Whether the BBC is broken up, the licence fee scrapped or whatever, the proposals seem to all entail accepting this downgraded version, rather than forcing a return to the old values and standards.

My main concern here is with news and related programmes; the idea that the BBC should dumb down to the level of other media or TV channels is crazy.

For the BBC to concern itself with ratings compared to the other commercial channels is rather like the Financial Times worrying that it is outsold massively by the The Sun.

It should be the other way around. The commercial channels should have to worry that high-quality broadcasting might eat into their ratings, thereby providing pressure against the trend towards ever more rubbish.

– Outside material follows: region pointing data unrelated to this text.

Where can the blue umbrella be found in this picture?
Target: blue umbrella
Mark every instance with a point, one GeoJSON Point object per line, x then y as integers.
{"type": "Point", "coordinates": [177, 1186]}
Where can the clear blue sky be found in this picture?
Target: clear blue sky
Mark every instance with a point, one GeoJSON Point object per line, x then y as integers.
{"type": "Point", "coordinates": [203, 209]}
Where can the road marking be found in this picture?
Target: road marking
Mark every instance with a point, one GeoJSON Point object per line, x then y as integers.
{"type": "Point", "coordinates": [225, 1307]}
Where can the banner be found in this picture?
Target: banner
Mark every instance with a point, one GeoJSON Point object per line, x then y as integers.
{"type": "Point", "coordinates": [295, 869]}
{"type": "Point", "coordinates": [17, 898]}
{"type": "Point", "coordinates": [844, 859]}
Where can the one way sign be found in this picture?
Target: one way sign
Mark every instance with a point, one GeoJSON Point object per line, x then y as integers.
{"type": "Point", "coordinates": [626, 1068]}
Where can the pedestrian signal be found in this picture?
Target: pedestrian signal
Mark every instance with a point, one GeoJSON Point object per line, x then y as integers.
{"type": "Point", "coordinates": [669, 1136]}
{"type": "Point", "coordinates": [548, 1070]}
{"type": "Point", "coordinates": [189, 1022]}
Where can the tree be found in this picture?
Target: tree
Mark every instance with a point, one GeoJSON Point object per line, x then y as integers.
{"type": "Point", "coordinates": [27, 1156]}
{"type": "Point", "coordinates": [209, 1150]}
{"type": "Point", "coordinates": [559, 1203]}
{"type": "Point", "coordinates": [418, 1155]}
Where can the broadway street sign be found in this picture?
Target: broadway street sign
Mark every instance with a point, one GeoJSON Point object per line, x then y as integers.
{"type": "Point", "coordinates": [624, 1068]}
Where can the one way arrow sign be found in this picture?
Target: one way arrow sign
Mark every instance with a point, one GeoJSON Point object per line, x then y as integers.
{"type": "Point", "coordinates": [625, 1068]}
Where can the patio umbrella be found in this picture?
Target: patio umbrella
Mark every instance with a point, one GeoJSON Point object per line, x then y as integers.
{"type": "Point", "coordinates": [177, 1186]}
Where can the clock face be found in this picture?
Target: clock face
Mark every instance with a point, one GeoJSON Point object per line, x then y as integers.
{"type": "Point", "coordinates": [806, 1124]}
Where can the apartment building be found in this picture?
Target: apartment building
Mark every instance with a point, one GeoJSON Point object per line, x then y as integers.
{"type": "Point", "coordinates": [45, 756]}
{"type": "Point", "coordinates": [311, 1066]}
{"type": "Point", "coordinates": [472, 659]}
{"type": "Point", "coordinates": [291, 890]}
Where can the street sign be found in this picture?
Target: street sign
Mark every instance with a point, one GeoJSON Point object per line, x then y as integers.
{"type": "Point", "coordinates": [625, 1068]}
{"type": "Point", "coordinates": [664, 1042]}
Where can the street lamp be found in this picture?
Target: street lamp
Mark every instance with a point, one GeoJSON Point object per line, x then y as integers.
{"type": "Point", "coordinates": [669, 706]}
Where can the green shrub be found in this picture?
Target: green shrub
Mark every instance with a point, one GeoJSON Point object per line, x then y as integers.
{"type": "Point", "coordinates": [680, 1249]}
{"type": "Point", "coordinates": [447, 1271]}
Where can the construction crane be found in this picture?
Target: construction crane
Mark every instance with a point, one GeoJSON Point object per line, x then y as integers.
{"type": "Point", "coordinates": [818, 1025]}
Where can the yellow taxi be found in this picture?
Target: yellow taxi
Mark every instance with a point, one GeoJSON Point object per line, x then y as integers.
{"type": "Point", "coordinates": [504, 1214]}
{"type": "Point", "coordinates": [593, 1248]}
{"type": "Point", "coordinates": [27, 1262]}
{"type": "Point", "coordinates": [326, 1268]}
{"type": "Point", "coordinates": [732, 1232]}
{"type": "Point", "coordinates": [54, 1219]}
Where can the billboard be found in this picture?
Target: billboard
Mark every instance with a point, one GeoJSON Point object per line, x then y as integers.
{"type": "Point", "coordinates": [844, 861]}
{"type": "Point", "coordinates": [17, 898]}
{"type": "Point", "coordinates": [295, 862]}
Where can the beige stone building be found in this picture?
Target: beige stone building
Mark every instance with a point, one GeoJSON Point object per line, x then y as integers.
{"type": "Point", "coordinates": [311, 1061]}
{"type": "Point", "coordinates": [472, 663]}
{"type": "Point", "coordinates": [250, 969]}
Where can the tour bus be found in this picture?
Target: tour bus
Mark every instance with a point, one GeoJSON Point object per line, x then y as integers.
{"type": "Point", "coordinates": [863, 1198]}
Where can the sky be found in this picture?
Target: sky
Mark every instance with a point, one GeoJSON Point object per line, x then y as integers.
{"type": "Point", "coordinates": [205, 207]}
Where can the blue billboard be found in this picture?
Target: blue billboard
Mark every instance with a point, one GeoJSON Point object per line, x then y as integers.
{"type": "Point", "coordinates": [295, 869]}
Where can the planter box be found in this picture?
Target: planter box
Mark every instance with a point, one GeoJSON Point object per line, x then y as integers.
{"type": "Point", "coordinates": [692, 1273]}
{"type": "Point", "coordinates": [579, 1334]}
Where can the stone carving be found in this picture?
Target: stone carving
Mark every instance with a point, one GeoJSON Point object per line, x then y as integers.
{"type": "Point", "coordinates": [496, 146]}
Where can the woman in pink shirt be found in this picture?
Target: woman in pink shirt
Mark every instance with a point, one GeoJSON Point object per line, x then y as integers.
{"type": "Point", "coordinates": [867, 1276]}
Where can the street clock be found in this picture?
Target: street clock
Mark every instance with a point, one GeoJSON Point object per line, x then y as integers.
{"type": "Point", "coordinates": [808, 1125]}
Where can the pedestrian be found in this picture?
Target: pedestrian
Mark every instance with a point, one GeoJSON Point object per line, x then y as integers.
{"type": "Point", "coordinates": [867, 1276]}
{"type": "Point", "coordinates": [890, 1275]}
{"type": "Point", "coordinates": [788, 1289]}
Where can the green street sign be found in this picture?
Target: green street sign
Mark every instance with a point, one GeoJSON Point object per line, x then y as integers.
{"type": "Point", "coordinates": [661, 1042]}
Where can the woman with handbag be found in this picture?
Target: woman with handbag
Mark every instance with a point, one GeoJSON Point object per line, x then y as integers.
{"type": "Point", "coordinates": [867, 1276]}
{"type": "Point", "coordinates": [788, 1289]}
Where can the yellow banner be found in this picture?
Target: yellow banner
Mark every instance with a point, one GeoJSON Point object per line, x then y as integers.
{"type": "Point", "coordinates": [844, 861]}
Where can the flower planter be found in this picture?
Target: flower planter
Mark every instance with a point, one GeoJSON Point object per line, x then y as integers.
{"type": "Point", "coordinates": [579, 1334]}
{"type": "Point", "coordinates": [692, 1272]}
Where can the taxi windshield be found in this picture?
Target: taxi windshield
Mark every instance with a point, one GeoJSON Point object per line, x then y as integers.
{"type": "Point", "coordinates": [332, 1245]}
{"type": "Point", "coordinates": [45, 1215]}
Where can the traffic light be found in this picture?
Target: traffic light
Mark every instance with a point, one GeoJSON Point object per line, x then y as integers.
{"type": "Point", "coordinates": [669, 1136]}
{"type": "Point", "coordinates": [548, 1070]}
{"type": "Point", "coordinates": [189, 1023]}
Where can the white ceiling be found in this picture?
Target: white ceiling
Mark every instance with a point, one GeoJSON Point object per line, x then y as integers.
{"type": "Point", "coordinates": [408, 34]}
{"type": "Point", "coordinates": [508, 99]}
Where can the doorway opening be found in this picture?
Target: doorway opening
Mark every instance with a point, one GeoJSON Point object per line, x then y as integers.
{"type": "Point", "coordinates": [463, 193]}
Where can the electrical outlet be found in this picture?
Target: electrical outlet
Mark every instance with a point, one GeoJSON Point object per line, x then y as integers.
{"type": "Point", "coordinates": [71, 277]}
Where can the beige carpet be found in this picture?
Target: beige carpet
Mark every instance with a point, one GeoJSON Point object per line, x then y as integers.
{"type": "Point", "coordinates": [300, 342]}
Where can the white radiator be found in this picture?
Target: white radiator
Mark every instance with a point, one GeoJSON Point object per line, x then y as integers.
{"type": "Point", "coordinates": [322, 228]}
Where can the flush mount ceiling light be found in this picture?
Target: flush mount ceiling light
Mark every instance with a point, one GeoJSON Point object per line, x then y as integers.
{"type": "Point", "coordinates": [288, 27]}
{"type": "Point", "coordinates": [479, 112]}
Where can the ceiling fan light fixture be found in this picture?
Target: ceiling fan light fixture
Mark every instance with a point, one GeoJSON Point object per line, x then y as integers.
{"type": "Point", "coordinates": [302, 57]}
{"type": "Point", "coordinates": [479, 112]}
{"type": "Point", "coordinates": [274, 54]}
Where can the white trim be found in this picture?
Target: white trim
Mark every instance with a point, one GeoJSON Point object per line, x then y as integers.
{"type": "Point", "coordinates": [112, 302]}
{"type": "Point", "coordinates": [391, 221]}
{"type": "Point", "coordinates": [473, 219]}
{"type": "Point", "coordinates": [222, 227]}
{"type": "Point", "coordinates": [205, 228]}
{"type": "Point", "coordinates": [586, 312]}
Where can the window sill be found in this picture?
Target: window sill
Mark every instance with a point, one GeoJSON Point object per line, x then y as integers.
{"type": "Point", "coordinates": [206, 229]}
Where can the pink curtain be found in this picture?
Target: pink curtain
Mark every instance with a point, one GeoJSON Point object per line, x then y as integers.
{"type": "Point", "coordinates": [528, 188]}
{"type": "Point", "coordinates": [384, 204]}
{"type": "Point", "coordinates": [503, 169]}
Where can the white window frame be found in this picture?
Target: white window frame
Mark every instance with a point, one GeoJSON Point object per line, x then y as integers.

So what if fewer people watched the BBC? It would have a positive influence on all other media in this country, providing as it once did a yardstick against which others are judged. That would be true value for money from the licence fee.

Newsnight seems to be the only decent news programme left, and even this does not handle technology issues properly. The appalling quality of the other BBC news programmes must have the Newsnight team feeling like they are clinging to the top of the mast of a rapidly sinking ship.

Are they next for what must be the highly embarrassing training courses on which other BBC news presenters are taught those bizarre hand gestures we see? Who are the simpletons who dream up this stuff? Send them to work on Channel 5.

The earliest example I can remember of poor BBC treatment of a technology issue was a few years ago when Jeremy Paxman interviewed somebody senior from Microsoft about the Department of Justice case.

Paxman, so good when dealing with political issues, was totally out of his depth. He clearly did not understand the issues and didn't ask the right questions.

Somebody else should have conducted the interview. Most of our general media seem to handle technology issues in just this way, and there are plenty of examples.

There was a recent report about some Windows source code appearing on the internet and how this was such a risk to security. Nobody seemed to make the obvious point that an operating system said by many to be much more secure than Windows - Linux - only survives by having its source code permanently on the internet.

Far more important technology issues are dealt with equally badly. The debate about GM foods is one example. We have recently been told that there is no 'scientific case' for not planting these crops.

This is simply a lie that goes unchallenged in the media. Remember Thalidomide? There was no proof that it was dangerous before it was released to the UK public, no 'scientific case'.

In the US they took the right approach; as there was no proof that it was safe, it was not released. Proof of safety and lack of proof of danger are not the same thing.

When scientists and politicians lie and deceive like this so much of the time, you have to assume they have something major to hide, and we therefore need a challenging media to confront them.

How about the possible dangers of mobile phone use? Or the related issue of living near electricity pylons? The absurd accepted position that human activity is causing global warming - which is also happening on Mars. Guessing the common factor there is not too difficult, is it?

There are also countless issues regarding the health of the foodstuffs sold in the west. Incidentally, I am writing this column in Nepal, and so many conversations here among westerners include comments about how good the food tastes compared to Europe. I am referring to the raw product, such as bananas or tomatoes.

One friend here recently told me how the eggs remind her of her childhood; how eggs used to taste in England many years ago.

Regarding all these and many other technology-related issues, the suspicion has to exist that scientists and politicians do not tell us the whole truth and often lie. We cannot trust the general media to understand the issues sufficiently well to challenge these lies and extract the truth.

We need a media that is well informed and challenging, and reinvigorating the BBC would be a perfect place to start.